Vomit

Some of my blogs allude to pieces of my memoir though I’ve intentionally decided to not reveal anything major from my book. It is a far-fetched and real dream of mine to become an author. Not an author on the side, not an author with a full-time job, an author author. I’m actively working on the dream as we speak and don’t want to give too much away.

However, for the sake of today, I’ll share that my sister Cherene and I have a song. Well, we have several. But the only one she knew about was the Alanis Morissette song, “Hand in my pocket”. It’s kind of like when you are crushing on someone and a few songs suddenly and beautifully remind you of that person. This is my sister crush song because when we choreographed the moves to this song together, I began to love her even more than I already did, falling deeply into sister love.

This morning I played the song over and over again while I drank my coffee and ate my cereal before work. I pictured us together. I screamed the lyrics. I became so painfully aware that the lyrics of the song are a little too close to my blog piece “Both” and it gave me the chills.
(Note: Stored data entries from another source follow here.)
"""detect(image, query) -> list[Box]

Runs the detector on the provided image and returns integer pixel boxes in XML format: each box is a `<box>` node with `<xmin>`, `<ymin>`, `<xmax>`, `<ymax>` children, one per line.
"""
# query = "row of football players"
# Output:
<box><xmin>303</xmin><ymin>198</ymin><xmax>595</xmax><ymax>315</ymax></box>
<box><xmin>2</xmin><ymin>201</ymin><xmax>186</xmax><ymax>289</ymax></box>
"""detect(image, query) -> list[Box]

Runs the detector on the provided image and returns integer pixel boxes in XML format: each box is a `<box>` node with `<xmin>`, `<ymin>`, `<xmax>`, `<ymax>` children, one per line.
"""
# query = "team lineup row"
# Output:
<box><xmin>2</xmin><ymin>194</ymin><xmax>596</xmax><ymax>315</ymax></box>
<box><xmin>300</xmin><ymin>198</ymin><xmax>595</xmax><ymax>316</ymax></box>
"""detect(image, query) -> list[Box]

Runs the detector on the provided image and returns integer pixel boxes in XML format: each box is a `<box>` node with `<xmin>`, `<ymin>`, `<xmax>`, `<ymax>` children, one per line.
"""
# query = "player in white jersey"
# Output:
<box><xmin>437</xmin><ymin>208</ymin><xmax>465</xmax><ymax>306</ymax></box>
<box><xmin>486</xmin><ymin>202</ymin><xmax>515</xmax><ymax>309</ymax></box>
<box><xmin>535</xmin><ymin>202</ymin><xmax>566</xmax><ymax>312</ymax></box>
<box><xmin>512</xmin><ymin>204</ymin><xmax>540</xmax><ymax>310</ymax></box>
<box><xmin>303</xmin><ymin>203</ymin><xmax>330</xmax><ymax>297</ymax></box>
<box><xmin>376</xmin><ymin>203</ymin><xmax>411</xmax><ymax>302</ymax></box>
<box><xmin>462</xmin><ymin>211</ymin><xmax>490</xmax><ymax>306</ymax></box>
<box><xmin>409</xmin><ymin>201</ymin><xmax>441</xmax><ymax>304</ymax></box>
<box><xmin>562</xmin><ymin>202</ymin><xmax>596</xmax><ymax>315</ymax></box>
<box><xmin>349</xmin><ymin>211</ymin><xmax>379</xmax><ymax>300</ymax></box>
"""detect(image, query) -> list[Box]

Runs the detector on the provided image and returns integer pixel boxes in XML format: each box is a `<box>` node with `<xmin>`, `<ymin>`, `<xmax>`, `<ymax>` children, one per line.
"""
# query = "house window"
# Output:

The foreshadowing hits me in the most intense way. It was so intense that I become lost in time and space, but return to here and now only to realize that I have a meeting in five minutes and I’m not even dressed.
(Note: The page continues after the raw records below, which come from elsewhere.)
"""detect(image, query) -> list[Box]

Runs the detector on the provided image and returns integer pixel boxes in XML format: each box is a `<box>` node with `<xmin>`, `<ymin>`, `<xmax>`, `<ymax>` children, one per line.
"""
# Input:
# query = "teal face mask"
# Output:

I get up, run to my room, frantically throw a Zoom outfit together and while I’m getting dressed, I have a sudden urge to throw up. I didn’t feel sick at all, but I have to sprint to the bathroom. I vomit exactly once. The cereal I ate is gone. It is not painful. I feel fine. I am not sick. I know in my bones it was something else entirely.

Two nights ago I watched a documentary on ayahuasca. In it, they explain what happens to your body and mind after you drink it. The first phase is calm, the next is purging, the final stage is four hours of a hallucinogenic journey. 

I feel very convinced that I just purged something. I don’t know what it was, but it had to come out of me this morning. I hope it was a release of some of my past trauma because I’ve been carrying around a lot of it with me my entire life. If I can put down even a little, my life will be easier to live.

I started writing my second book on Sunday. I will not share the details, but the first chapter has a theme. And, when I ordered Whole Foods delivery yesterday, the paper bags had stickers on them with the exact name of the theme of chapter one. I keep saying I don’t believe in signs, but I am kind of thinking it’s bullshit. I am beginning for the first time ever to believe.

3 comments

  1. How I would’ve loved to have morning coffee and a singalong with you. Keep up the great writing, I love this window into your world. ❤️

  2. Yes!! Purge the trauma, connect with your body, and lean into the signs as the universe helps you find your path. I love you 💕

  3. Happy to hear there’s another book in you!

    And yes, hopefully it was a purge of old trauma! Hopefully the next one can be a bit less literal.